Many of the enhanced features being discussed like Spanish-language alerts and embedded URLs can potentially be accomplished as software upgrades to current devices, according to the experts, citing an AT&T statement in December. The FCC last fall voted on a Notice of Proposed Rulemaking to allow enhancements to WEA like expanding the number of characters in the text alert from 90 to 360 and requiring wireless providers to incorporate other upgrades.

Broadcasters want to enhance their Emergency Alerting System too. NAB CTO Sam Matheny testified about the next-gen TV standard that the association, along with the Consumer Technology Association, America’s Public Television Stations and the Advanced Warning and Response Network petitioned the FCC to authorize. A video shown during the hearing displayed what a gas leak warning could look like on a NextGen-capable TV including a list of impacted neighborhoods and a video-on-demand display with more information.

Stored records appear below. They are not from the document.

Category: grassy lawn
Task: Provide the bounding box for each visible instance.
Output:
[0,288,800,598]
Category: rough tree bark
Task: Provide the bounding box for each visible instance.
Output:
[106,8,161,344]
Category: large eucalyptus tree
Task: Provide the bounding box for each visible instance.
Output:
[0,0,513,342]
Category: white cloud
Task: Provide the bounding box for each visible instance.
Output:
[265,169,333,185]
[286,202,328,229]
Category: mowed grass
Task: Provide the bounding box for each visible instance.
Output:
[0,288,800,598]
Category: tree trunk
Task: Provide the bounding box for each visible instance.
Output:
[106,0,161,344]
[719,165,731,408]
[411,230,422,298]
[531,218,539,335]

Matheny said the idea is to give the public actionable information; the alert could be targeted beyond an advanced television set, to the car, computers, and “any device that may have a NextGen TV tuner in it.”

FCC Chairman Ajit Pai is targeting year-end to have rules enabled for broadcasters that want to voluntarily transmit in the new ATSC 3.0 standard. If that timeline holds, the industry hopes some television stations could begin simulcasting both the new standard and current TV transmission standard next year.